There are some very sad and scary stories sad

The new president of the Royal College of Obstetricians and Gynaecologists sounds as if he is at least keen to make changes (whether it'll happen remains to be seen but he makes a lot of sense in financial terms, let alone human):

'The cases where a baby suffers lack of oxygen, which can lead to brain damage, is one or two per 1,000 births in the UK. If a hospital delivers 5,000 babies a year, it may have 10 such cases a year, each of which could cost it [at least] £3m', explains Arulkumaran. 'Even if one of those cases could be avoided by having additional staff, you are going to save £3m. Spending £1m a year would buy you two consultants and 15-20 midwives.'

edam Sun 23-Sep-07 12:17:19

He does make a very good point, and thank God someone is saying it. Because maternity services really are the Cinderella of the NHS (alongside geriatrics and mental health) - hospital bosses can neglect pregnant women and new mothers without much fear of bad publicity.

But we also need many more midwives. And he suggests we need more consultants on duty until 10pm - we actually need more consultants and midwives through the night when most women give birth and when most birth injuries are most likely (above and beyond what you'd expect merely from numbers going up).

WendyWeber Sun 23-Sep-07 12:59:20

The last 2 times I had a baby there were 3 consultants (total) at one hospital and 4 at the other. That's a lot of night shifts each.

2shoes Sun 23-Sep-07 15:02:57

can't read the whole link as to close to home. but thanks for posting it as was interested in the bit I read.

edam Sun 23-Sep-07 15:09:09

And the answer to that is to employ more staff.

WendyWeber Sun 23-Sep-07 16:34:17

Oh I know, edam, but that's an awful lot of hours to cover, esp out in the sticks (much less of a problem in the big cities)

There are some consultant midwives now, aren't there? I know they couldn't do caesarians, but if there was always one of those on duty (hands-on duty, not admin) with the authority to summon a surgeon urgently, that would make a big difference, wouldn't it?

WendyWeber Sun 23-Sep-07 16:38:09

I knew there are quite a few families on MN who have been affected by this, 2shoes - I didn't know yours was one sad

2shoes Sun 23-Sep-07 16:46:25

WW very affected by it. that is why the fact that a 16 yr old has one a case gives me hope. 7 years into ours.

WendyWeber Sun 23-Sep-07 16:49:31

Good luck with yours then, 2shoes.

2shoes Sun 23-Sep-07 16:57:40

think we will need bucket loads as mot cases come down to a matter of minutes!!

edam Sun 23-Sep-07 18:15:43

That might be an idea, WW. But we also need more midwives, full stop.
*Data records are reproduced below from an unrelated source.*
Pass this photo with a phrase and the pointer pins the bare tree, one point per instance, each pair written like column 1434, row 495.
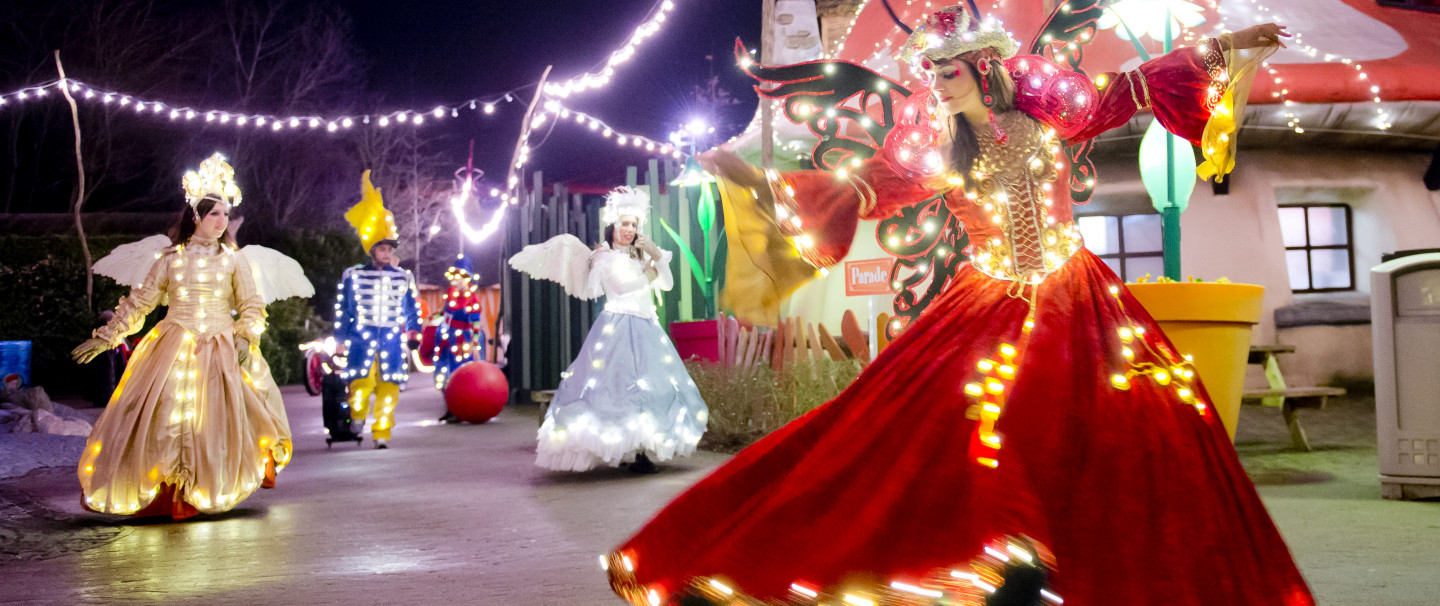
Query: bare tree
column 290, row 58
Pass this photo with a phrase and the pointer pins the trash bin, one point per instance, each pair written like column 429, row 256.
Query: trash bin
column 15, row 362
column 1406, row 324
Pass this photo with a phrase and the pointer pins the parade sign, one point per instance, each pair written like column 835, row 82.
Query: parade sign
column 869, row 277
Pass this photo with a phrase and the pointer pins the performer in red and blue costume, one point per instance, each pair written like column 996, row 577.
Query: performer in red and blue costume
column 1033, row 438
column 460, row 323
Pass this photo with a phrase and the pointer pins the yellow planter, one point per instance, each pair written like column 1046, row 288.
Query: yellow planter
column 1211, row 323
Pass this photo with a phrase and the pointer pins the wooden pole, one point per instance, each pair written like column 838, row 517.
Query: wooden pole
column 511, row 182
column 79, row 187
column 766, row 105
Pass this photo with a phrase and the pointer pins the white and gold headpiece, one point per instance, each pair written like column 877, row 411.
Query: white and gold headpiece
column 951, row 32
column 215, row 179
column 625, row 202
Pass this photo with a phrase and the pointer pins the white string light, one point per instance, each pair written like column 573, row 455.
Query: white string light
column 1383, row 120
column 624, row 53
column 177, row 112
column 553, row 110
column 458, row 207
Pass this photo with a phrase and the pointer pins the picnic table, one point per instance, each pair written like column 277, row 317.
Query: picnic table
column 1288, row 399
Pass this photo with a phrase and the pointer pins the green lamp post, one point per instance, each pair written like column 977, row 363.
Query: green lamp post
column 1167, row 160
column 693, row 176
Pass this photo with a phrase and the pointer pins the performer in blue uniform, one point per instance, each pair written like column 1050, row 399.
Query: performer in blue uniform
column 376, row 308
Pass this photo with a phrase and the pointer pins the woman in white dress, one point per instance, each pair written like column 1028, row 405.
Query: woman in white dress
column 627, row 398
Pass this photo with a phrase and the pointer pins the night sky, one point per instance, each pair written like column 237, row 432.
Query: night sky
column 444, row 51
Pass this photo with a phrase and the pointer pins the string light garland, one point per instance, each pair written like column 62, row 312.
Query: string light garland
column 848, row 29
column 1383, row 120
column 177, row 112
column 553, row 110
column 467, row 179
column 617, row 58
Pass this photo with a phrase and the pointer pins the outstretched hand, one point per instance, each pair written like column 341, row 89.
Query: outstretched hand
column 1257, row 36
column 648, row 245
column 90, row 350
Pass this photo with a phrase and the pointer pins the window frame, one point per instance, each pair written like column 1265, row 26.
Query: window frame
column 1348, row 246
column 1121, row 255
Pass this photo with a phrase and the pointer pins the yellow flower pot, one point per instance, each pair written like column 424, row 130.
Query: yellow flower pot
column 1211, row 323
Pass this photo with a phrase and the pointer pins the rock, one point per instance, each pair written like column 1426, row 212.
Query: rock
column 48, row 422
column 35, row 399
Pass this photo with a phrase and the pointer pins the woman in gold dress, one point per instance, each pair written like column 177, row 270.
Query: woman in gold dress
column 196, row 423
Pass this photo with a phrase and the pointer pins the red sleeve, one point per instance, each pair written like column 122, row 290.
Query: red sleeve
column 1180, row 87
column 830, row 205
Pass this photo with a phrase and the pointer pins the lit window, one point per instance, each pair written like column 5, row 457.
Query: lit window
column 1129, row 243
column 1318, row 246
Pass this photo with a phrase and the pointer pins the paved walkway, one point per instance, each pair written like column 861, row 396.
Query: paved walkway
column 458, row 514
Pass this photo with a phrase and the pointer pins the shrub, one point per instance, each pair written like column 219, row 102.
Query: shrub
column 749, row 402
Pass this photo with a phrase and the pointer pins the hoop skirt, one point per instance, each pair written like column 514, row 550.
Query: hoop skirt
column 628, row 390
column 190, row 429
column 1131, row 493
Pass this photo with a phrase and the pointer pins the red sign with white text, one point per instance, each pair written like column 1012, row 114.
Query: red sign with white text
column 869, row 277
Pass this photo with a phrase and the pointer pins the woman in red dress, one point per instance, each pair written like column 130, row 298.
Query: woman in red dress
column 1033, row 438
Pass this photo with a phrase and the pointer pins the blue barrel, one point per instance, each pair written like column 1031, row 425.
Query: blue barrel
column 15, row 362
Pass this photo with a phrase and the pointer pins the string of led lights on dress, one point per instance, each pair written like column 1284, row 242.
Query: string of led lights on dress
column 179, row 112
column 621, row 55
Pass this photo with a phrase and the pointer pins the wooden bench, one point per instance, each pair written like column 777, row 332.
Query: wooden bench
column 1288, row 399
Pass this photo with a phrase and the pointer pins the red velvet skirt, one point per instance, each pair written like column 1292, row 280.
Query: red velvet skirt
column 1049, row 429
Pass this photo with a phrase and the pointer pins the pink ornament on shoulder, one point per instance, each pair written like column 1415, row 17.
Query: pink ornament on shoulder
column 1057, row 97
column 913, row 143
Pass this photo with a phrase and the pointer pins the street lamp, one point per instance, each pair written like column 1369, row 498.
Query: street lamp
column 1167, row 160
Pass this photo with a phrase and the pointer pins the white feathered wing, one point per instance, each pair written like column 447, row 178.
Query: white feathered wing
column 130, row 264
column 277, row 275
column 562, row 259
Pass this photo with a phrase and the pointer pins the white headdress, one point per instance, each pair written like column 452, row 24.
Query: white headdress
column 625, row 202
column 215, row 179
column 951, row 32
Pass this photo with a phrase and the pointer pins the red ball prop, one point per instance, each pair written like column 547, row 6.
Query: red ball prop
column 477, row 390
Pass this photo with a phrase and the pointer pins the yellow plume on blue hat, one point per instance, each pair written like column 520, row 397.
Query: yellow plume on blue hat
column 373, row 223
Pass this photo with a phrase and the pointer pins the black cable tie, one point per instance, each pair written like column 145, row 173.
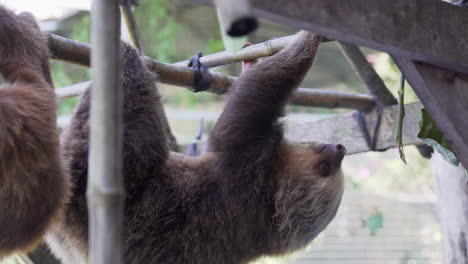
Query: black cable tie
column 201, row 74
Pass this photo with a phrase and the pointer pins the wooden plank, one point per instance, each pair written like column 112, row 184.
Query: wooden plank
column 445, row 95
column 331, row 129
column 412, row 29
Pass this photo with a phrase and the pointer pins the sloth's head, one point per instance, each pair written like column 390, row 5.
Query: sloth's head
column 310, row 187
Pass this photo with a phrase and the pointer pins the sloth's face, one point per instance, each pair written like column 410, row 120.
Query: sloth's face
column 310, row 187
column 313, row 159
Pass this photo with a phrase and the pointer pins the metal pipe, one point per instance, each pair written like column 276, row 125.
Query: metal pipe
column 105, row 190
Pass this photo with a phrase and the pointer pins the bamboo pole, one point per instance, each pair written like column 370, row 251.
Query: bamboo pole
column 367, row 74
column 105, row 191
column 332, row 99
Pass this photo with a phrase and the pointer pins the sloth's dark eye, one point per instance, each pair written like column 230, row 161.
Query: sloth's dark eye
column 324, row 168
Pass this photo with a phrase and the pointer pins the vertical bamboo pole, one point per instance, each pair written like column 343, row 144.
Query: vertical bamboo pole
column 105, row 192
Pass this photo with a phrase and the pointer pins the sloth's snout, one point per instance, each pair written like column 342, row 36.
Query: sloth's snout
column 332, row 156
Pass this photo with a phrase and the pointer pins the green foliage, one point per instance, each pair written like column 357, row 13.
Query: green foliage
column 65, row 74
column 390, row 74
column 374, row 222
column 158, row 30
column 401, row 103
column 213, row 45
column 433, row 136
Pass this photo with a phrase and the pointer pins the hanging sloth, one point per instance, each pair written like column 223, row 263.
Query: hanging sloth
column 252, row 193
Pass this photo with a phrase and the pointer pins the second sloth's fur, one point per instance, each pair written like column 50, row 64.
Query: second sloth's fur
column 253, row 192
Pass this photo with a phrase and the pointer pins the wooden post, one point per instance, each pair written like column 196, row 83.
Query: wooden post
column 236, row 17
column 452, row 203
column 105, row 192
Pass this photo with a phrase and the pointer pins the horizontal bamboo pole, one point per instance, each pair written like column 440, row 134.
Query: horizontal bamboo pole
column 332, row 99
column 303, row 96
column 175, row 74
column 251, row 52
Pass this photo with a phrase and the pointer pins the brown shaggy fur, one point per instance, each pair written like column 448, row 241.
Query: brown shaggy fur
column 253, row 193
column 33, row 185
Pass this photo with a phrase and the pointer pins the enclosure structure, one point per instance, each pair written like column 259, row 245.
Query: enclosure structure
column 431, row 52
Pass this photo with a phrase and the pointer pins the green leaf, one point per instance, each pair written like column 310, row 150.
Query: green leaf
column 431, row 135
column 374, row 222
column 232, row 44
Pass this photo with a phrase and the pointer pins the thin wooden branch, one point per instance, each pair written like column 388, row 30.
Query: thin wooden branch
column 183, row 76
column 72, row 90
column 303, row 96
column 105, row 190
column 130, row 22
column 236, row 17
column 367, row 74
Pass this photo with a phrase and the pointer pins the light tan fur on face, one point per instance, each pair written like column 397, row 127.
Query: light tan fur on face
column 303, row 194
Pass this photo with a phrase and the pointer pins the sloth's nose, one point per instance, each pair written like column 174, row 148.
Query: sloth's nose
column 335, row 153
column 339, row 149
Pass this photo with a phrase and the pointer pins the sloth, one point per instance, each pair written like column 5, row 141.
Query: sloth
column 252, row 193
column 33, row 180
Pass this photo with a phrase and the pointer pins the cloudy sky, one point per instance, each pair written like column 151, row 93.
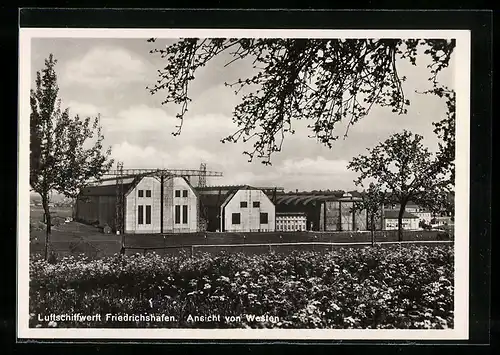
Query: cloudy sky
column 109, row 76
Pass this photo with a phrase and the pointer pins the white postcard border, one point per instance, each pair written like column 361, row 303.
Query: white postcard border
column 462, row 87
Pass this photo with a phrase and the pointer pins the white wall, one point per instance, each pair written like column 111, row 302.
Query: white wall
column 169, row 201
column 249, row 216
column 133, row 201
column 291, row 223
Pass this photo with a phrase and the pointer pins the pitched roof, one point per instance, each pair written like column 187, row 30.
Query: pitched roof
column 393, row 214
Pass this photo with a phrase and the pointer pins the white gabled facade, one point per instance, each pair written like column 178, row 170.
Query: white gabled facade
column 144, row 210
column 248, row 210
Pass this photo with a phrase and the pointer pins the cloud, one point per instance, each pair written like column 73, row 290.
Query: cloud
column 105, row 67
column 312, row 167
column 136, row 156
column 143, row 119
column 84, row 109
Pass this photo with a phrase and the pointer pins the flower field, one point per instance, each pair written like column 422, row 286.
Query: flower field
column 388, row 287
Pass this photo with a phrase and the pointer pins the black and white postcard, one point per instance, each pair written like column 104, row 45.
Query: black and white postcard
column 243, row 184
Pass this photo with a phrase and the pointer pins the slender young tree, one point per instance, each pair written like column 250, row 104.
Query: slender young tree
column 325, row 81
column 59, row 160
column 372, row 201
column 406, row 169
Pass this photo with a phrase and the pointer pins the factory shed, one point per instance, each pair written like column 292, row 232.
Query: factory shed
column 247, row 209
column 96, row 205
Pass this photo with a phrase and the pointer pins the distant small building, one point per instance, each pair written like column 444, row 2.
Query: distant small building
column 148, row 206
column 409, row 222
column 291, row 221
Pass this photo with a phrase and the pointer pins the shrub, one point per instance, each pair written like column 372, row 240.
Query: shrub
column 385, row 287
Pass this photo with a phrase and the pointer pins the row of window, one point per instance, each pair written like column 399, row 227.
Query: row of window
column 244, row 204
column 140, row 216
column 291, row 228
column 177, row 193
column 178, row 215
column 290, row 222
column 236, row 218
column 141, row 193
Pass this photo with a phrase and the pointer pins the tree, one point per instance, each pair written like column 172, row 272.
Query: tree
column 323, row 80
column 372, row 201
column 58, row 159
column 408, row 170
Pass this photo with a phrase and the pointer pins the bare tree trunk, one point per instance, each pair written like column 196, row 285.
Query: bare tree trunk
column 45, row 204
column 372, row 227
column 400, row 220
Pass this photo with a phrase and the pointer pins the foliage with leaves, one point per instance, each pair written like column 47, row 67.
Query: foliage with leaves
column 406, row 169
column 371, row 201
column 59, row 160
column 323, row 80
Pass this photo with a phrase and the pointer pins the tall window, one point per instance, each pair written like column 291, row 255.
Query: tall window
column 177, row 214
column 148, row 214
column 184, row 214
column 140, row 214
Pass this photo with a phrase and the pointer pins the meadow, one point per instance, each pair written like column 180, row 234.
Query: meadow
column 382, row 287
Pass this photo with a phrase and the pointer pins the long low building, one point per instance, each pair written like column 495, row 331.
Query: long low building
column 239, row 208
column 149, row 206
column 291, row 221
column 325, row 210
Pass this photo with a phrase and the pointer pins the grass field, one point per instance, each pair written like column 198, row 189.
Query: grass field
column 76, row 238
column 383, row 287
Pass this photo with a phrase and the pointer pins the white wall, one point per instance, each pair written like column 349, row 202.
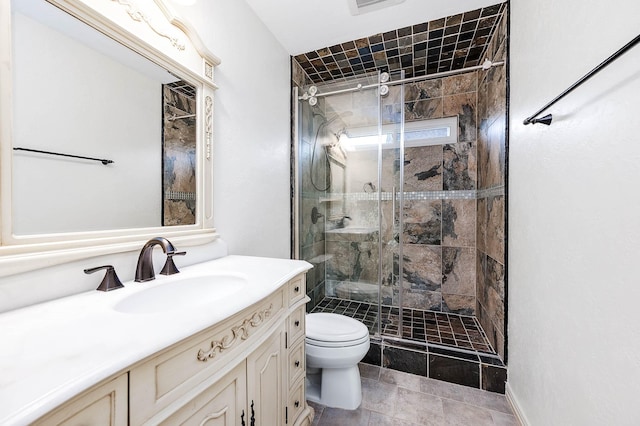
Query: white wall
column 251, row 128
column 574, row 215
column 251, row 148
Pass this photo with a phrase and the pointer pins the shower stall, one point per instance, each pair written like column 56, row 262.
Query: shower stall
column 393, row 212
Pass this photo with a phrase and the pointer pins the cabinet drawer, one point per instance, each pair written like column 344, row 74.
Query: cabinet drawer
column 296, row 324
column 296, row 289
column 296, row 402
column 296, row 362
column 173, row 374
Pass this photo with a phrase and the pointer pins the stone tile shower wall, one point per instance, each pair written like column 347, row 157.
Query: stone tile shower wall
column 439, row 209
column 492, row 113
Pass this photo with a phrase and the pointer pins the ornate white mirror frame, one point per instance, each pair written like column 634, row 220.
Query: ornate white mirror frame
column 151, row 29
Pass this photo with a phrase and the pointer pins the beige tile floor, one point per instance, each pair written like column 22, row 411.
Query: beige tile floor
column 393, row 398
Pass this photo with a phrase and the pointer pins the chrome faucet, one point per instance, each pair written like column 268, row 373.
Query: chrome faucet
column 144, row 269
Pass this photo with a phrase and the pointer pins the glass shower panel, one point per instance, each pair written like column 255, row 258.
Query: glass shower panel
column 391, row 190
column 338, row 197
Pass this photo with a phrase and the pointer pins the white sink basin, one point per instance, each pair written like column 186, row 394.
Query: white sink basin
column 181, row 293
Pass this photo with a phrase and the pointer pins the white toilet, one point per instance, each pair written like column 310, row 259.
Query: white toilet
column 334, row 345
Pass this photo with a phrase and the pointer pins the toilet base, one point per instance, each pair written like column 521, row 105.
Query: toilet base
column 335, row 387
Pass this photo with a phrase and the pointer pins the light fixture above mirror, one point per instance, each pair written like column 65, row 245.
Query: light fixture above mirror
column 161, row 45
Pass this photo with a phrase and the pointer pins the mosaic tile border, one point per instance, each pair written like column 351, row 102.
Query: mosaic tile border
column 388, row 196
column 491, row 192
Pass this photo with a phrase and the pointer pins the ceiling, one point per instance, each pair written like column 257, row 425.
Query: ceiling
column 449, row 43
column 306, row 25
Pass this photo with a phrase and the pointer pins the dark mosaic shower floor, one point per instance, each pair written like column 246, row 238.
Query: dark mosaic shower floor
column 440, row 328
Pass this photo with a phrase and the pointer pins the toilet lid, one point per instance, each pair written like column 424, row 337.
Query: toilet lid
column 334, row 328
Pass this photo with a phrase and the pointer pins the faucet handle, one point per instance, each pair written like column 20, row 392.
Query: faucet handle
column 110, row 280
column 169, row 267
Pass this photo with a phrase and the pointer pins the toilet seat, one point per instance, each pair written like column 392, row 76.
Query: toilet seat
column 333, row 330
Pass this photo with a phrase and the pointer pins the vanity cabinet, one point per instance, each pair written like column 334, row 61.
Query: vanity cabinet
column 104, row 405
column 246, row 370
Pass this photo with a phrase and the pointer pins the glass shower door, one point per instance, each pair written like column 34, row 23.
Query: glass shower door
column 391, row 160
column 338, row 197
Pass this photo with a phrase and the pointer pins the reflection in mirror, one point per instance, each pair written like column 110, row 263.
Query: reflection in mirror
column 79, row 92
column 179, row 154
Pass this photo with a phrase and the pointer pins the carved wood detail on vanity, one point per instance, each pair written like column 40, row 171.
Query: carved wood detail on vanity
column 240, row 331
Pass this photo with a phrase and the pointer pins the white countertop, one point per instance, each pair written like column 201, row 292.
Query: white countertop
column 53, row 351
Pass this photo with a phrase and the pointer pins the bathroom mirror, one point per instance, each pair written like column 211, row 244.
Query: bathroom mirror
column 106, row 136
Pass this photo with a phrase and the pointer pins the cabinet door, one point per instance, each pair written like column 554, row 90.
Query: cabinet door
column 223, row 404
column 264, row 382
column 105, row 405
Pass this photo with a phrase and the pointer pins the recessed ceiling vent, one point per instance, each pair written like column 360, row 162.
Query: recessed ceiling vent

More registrars, too, probably.

Really stupid thing is about eight or nine years ago they trained loads of obstetricians - after 'Choosing Childbirth' report - but then didn't have consultant jobs for many of them. So a lot of junior docs who were planning to be obs had to go into other specialties or leave the country after years of training.

maisym Sun 23-Sep-07 19:23:17

the hospitals have the monitors and technology - they use them but then don't bother checking what's happening - terrible situation. How can it just be left to continue?